Raheja Amol, Couldwell William T
Department of Neurosurgery, Clinical Neurosciences Center, University of Utah, 175 North Medical Drive East, Salt Lake City, UT 84132, USA.
Department of Neurosurgery, Clinical Neurosciences Center, University of Utah, 175 North Medical Drive East, Salt Lake City, UT 84132, USA.
Otolaryngol Clin North Am. 2017 Apr;50(2):365-383. doi: 10.1016/j.otc.2016.12.011.

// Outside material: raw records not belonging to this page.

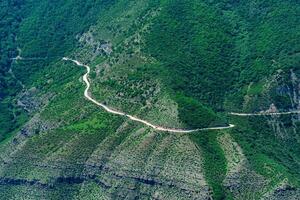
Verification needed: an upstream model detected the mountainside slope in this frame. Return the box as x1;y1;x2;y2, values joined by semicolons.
0;0;300;199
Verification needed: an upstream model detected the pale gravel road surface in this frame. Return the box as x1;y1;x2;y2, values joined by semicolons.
63;57;235;133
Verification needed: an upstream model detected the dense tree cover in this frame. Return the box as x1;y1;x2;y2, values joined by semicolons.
0;0;300;199
0;0;114;140
146;1;300;111
0;0;24;141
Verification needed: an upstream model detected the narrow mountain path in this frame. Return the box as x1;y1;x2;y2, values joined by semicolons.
229;110;300;117
63;57;235;133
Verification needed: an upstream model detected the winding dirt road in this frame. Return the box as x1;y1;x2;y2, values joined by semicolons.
229;110;300;117
63;57;235;133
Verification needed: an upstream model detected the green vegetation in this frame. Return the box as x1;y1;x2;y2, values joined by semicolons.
0;0;300;199
190;132;227;199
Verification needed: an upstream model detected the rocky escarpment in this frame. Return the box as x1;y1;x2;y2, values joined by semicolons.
0;116;211;199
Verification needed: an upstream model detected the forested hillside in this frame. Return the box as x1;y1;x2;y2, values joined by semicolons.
0;0;300;200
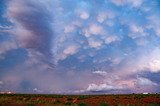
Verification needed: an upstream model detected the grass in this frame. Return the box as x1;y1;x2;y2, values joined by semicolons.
0;94;160;106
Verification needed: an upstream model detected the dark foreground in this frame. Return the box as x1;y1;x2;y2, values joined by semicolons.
0;94;160;106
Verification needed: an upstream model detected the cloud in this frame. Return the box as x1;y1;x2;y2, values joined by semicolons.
77;10;90;20
93;70;107;76
88;38;103;49
137;77;157;86
0;41;18;60
110;0;143;7
128;24;147;39
5;0;54;53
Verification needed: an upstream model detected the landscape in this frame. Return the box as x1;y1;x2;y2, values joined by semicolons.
0;0;160;106
0;94;160;106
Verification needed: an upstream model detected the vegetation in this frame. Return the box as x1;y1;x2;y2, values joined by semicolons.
0;94;160;106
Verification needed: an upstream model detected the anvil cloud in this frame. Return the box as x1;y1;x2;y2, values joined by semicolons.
0;0;160;93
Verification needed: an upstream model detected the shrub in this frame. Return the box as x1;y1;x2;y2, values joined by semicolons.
78;103;88;106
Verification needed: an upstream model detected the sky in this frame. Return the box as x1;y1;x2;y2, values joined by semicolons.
0;0;160;94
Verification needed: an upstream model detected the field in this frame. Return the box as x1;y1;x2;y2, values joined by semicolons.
0;94;160;106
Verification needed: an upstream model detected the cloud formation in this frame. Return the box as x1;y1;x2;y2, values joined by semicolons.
0;0;160;93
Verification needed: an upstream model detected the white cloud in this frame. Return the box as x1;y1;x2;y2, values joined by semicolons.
64;25;75;33
105;36;120;44
110;0;143;7
57;44;80;60
97;12;107;23
138;48;160;72
137;77;157;86
110;0;126;6
88;38;103;49
128;24;147;39
76;10;90;20
0;41;18;59
93;70;107;76
89;24;103;35
128;0;143;7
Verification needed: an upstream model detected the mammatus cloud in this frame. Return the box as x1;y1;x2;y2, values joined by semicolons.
0;0;160;93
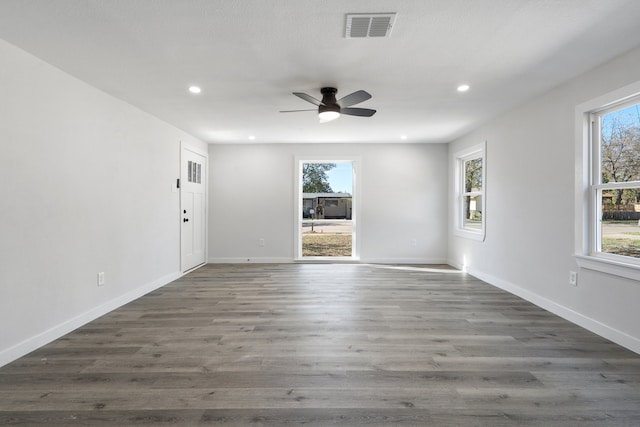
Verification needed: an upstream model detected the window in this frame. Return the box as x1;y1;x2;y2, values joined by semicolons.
456;143;486;240
575;82;640;280
589;97;640;265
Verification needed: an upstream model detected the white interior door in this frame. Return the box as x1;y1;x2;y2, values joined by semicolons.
180;147;207;271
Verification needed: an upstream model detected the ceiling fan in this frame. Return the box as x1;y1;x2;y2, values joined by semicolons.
280;87;376;123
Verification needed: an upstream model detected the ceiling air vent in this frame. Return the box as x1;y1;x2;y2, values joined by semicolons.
345;13;396;39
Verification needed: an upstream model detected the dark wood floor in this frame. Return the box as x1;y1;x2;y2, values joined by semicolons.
0;264;640;427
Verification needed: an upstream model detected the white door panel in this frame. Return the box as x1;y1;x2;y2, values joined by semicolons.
180;147;207;271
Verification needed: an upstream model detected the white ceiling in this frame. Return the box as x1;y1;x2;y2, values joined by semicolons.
0;0;640;143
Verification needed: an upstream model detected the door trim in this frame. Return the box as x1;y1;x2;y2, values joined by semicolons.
178;141;209;273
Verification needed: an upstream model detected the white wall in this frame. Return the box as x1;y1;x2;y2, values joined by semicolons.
449;49;640;352
209;144;447;263
0;41;206;365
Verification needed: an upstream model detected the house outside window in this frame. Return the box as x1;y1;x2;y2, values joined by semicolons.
589;97;640;266
455;143;486;241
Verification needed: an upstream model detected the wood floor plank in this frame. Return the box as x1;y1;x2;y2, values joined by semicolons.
0;264;640;427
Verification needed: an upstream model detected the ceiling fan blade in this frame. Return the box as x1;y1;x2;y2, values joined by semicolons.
340;108;376;117
293;92;324;107
280;108;318;113
338;90;371;107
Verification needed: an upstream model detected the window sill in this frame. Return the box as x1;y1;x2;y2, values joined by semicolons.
576;255;640;281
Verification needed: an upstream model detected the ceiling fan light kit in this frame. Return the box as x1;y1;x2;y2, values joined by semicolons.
280;87;376;123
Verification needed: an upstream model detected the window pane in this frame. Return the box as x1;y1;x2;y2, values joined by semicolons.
464;158;482;193
600;188;640;258
600;104;640;184
463;195;482;230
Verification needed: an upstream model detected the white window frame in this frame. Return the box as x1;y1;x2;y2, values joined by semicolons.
575;82;640;280
293;156;362;262
454;141;487;242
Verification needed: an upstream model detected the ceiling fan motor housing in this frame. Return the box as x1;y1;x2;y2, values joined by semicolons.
318;87;340;113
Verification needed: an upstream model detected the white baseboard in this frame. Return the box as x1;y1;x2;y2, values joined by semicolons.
209;257;448;264
0;272;183;367
360;258;449;265
456;266;640;354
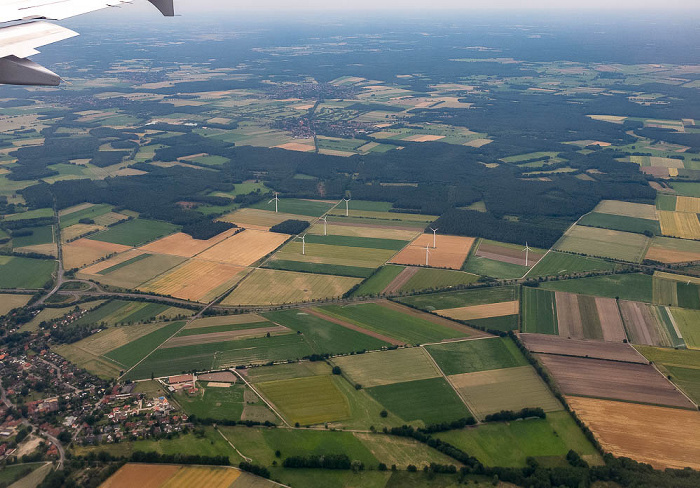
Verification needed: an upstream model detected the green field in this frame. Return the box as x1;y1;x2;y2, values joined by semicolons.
256;376;350;425
578;212;661;235
462;255;529;279
352;265;405;297
671;308;700;349
0;256;56;289
396;286;518;311
264;259;374;278
12;225;54;248
60;203;112;229
367;378;471;425
90;219;178;246
264;310;391;354
527;252;615;278
425;337;528;375
250;198;333;217
435;412;601;467
399;268;479;292
128;334;314;379
105;322;185;368
332;347;441;387
540;273;652;303
320;303;465;344
522;286;558;334
175;384;245;420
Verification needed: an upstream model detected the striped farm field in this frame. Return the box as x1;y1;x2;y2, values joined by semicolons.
139;258;245;301
593;200;657;220
141;228;238;258
391;234;474;269
435;300;519;320
676;196;700;213
256;376;350;425
100;463;246;488
448;365;562;419
222;269;362;305
644;236;700;264
659;210;700;239
332;347;441;388
197;229;290;266
555;224;648;263
77;251;186;289
567;397;700;469
63;239;130;269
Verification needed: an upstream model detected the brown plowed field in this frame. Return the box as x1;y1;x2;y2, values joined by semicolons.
537;354;695;408
306;308;404;346
161;325;291;349
595;297;627;342
435;300;518;320
197;229;290;266
63;239;131;269
620;300;661;346
391;234;474;269
566;397;700;469
476;242;544;267
382;266;420;295
141;229;238;258
520;334;649;364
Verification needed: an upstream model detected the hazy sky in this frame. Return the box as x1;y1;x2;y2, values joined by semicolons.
121;0;700;13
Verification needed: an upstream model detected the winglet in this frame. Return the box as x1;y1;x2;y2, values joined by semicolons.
148;0;175;17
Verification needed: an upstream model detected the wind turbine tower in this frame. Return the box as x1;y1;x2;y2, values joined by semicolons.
523;242;530;268
430;227;437;249
267;192;280;213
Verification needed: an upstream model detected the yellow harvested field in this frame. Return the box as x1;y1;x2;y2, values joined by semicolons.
82;249;144;274
308;222;420;241
0;294;32;316
644;246;700;264
138;258;245;302
390;234;474;269
593;199;660;220
61;224;104;242
401;134;445;142
185;313;267;329
63;239;131;270
141;228;238;258
435;300;519;320
222;268;362;305
659;210;700;239
100;464;241;488
676;196;700;213
274;142;316;152
218;205;314;230
198;229;291;266
566;397;700;469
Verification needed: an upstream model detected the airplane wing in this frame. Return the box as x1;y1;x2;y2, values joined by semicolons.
0;0;175;86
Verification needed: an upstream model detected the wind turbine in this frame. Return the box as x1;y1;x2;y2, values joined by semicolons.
267;192;280;213
430;227;437;249
297;234;306;255
520;241;530;268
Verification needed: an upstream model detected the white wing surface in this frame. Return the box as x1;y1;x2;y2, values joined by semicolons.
0;0;175;86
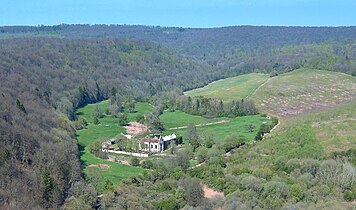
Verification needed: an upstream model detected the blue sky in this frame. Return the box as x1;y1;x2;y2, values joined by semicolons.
0;0;356;27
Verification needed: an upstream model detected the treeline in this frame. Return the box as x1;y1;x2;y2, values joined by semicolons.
176;96;258;117
0;24;356;78
0;25;356;209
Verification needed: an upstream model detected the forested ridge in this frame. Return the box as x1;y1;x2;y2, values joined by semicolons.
0;25;356;209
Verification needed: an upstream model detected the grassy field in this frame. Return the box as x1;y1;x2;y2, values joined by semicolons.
160;110;227;129
251;68;356;117
185;73;269;102
300;100;356;155
77;100;152;184
161;111;270;142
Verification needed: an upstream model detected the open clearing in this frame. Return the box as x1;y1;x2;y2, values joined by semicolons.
160;110;228;130
77;100;152;184
161;111;271;142
185;73;269;102
124;122;148;135
251;68;356;117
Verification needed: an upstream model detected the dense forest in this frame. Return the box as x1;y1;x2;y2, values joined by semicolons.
0;25;356;209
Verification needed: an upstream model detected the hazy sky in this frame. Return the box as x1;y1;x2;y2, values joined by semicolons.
0;0;356;27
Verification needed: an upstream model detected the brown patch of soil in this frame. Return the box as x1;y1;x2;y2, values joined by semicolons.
203;185;224;199
124;122;148;135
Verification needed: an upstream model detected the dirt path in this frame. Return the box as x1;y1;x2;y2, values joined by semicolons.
168;120;230;130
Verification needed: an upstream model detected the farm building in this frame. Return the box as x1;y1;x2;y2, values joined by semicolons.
101;139;115;150
140;134;177;152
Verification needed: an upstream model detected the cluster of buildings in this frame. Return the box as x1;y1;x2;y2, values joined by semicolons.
102;134;177;153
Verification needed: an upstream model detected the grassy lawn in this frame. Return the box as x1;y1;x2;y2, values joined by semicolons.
251;68;356;117
77;100;152;184
162;112;270;142
160;110;227;129
185;73;269;102
300;100;356;154
128;102;153;122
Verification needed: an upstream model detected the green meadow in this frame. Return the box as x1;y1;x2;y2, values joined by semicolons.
160;110;227;129
185;73;269;102
77;100;152;184
161;111;271;142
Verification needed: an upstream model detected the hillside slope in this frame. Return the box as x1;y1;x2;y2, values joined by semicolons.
251;68;356;117
185;73;269;102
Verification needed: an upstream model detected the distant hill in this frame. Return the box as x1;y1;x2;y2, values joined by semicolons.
252;69;356;117
0;24;356;78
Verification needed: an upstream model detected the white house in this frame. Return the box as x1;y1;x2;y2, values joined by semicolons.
140;134;177;153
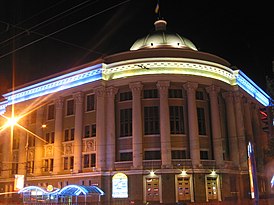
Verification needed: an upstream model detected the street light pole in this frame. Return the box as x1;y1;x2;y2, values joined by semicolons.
24;133;29;187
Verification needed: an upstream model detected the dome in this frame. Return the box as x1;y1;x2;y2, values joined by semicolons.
130;20;197;51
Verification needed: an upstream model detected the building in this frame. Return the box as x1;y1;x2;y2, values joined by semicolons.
0;20;272;204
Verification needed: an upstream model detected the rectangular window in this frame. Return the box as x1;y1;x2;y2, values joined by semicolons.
69;157;74;170
177;177;191;201
196;91;204;100
85;125;90;138
145;150;161;160
47;105;55;120
120;152;132;161
200;150;208;159
144;89;158;98
168;89;183;98
197;107;206;135
91;124;96;137
84;154;89;168
64;129;69;142
70;128;74;140
45;133;50;143
64;157;69;170
171;150;186;159
169;106;185;134
120;91;132;101
144;106;160;135
67;100;74;116
120;108;132;137
86;95;95;112
146;178;160;202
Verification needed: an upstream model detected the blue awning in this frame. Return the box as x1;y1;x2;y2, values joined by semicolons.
58;184;105;196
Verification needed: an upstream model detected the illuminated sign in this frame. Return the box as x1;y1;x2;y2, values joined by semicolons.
112;173;128;198
14;174;25;191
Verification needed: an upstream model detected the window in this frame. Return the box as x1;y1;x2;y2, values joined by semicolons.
197;107;206;135
169;106;185;134
200;150;208;159
120;108;132;137
84;124;96;138
171;150;186;159
145;150;161;160
146;178;160;201
64;128;74;142
144;106;160;135
196;91;204;100
168;89;183;98
120;152;132;161
47;105;54;120
86;95;95;112
30;111;36;124
84;154;96;168
67;100;74;116
144;89;158;98
120;91;132;101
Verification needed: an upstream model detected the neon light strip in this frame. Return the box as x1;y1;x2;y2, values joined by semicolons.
235;70;271;106
3;64;102;105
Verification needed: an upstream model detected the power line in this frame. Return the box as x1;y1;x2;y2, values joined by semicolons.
0;0;131;59
0;0;97;45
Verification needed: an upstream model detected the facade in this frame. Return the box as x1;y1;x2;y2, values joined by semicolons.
0;20;271;204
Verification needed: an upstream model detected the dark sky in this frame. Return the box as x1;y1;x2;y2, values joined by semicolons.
0;0;274;93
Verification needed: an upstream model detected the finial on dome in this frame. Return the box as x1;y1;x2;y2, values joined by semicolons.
154;20;167;31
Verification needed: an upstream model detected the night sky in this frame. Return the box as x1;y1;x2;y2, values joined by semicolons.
0;0;274;93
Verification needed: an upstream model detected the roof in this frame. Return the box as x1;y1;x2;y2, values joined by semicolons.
130;20;197;51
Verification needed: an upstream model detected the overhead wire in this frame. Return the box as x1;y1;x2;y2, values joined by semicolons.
0;0;131;59
0;0;97;48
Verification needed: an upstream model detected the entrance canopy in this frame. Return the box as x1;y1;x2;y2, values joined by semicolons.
58;185;105;196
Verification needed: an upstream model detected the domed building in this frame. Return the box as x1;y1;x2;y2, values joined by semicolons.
0;20;272;204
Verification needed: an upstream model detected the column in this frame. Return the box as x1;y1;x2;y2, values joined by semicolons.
129;82;143;169
244;99;254;142
234;92;247;169
106;87;118;170
53;98;64;174
157;81;172;168
206;85;224;167
223;92;239;167
73;92;84;173
184;82;201;168
18;129;26;175
95;86;106;171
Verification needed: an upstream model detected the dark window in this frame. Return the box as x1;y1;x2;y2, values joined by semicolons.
196;91;204;100
120;91;132;101
87;95;95;111
145;151;161;160
69;157;74;170
169;106;185;134
144;106;160;135
64;157;69;170
84;154;96;168
91;124;96;137
120;108;132;137
171;150;186;159
168;89;183;98
120;152;132;161
67;100;74;115
200;151;208;159
70;128;74;140
197;107;206;135
64;130;69;142
30;111;36;124
85;125;90;138
48;105;54;120
144;89;158;98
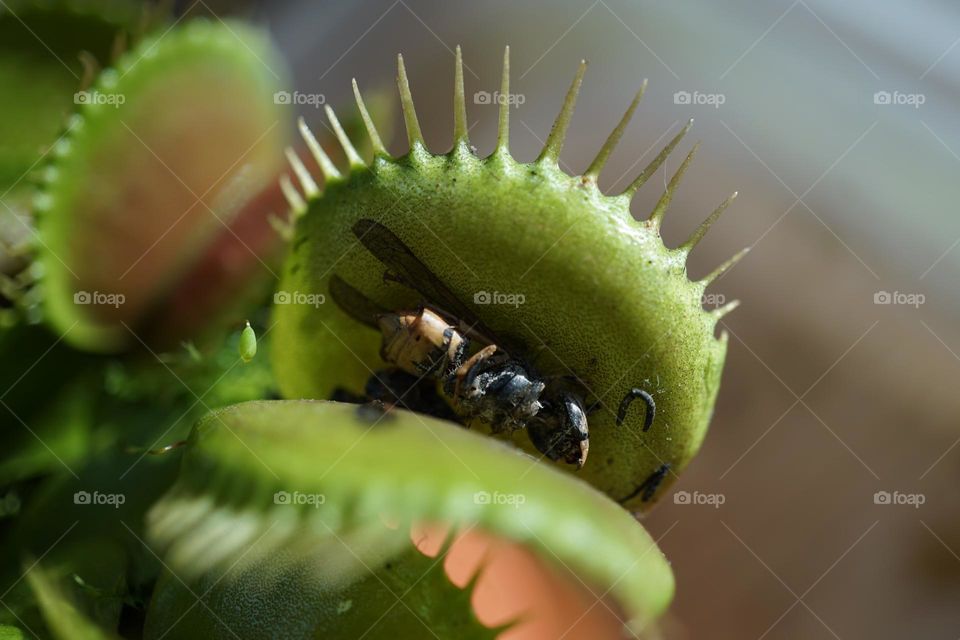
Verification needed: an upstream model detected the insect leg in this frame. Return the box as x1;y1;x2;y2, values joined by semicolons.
617;389;657;431
620;463;670;503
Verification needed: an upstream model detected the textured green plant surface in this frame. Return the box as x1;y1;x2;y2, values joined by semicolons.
147;401;673;638
36;20;287;351
0;327;274;637
0;0;151;190
0;23;744;640
0;0;161;326
274;48;744;509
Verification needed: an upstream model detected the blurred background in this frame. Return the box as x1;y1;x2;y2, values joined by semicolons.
212;0;960;639
9;0;960;640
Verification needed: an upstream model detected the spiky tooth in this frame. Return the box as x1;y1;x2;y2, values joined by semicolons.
353;78;390;157
297;117;343;182
286;147;320;198
680;191;738;253
280;176;307;217
496;45;510;153
453;45;470;147
267;213;293;242
650;142;700;229
397;54;424;150
324;105;367;169
536;60;587;162
583;79;647;180
710;300;740;320
623;118;693;197
700;247;750;287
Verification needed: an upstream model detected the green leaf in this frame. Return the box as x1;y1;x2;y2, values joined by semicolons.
148;401;673;637
36;20;288;351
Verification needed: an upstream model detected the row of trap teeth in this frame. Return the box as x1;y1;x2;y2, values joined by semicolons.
280;46;749;317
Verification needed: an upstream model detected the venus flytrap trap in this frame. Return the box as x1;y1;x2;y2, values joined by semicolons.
34;20;287;352
273;51;743;511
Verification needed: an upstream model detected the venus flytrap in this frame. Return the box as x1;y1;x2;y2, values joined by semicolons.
273;47;743;511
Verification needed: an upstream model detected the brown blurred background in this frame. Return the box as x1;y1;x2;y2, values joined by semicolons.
195;0;960;639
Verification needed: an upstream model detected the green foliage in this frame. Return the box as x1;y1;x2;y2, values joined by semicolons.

Cavernous sinus (CS) involvement by sinonasal and ventral skull base malignancies is infrequently encountered in neurosurgical practice. Despite advancements in skull base microneurosurgery and endoscopic techniques, detailed knowledge and experience of the surgical management of these lesions are limited. This article elaborates on surgical strategies and approaches for CS involvement of malignant ventral skull base tumors. The article discusses the indications, techniques, nuances, advantages, limitations, and complications of minimally invasive CS biopsy, transcranial microscopic, and transfacial endoscopic approaches to the CS using illustrative diagrams and operative videos. The principles and nuances of a high-flow cerebral revascularization procedure are mentioned.
鼻窦和颅底腹侧恶性肿瘤累及海绵窦(CS)在神经外科实践中并不常见。尽管颅底显微神经外科和内镜技术有所进步,但对这些病变手术治疗的详细知识和经验仍然有限。本文详细阐述了颅底腹侧恶性肿瘤累及海绵窦的手术策略和方法。文章使用示意图和手术视频讨论了微创海绵窦活检、经颅显微镜和经面内镜入路至海绵窦的适应证、技术、细微差别、优势、局限性及并发症。文中还提及了高流量脑血运重建手术的原则和细微差别。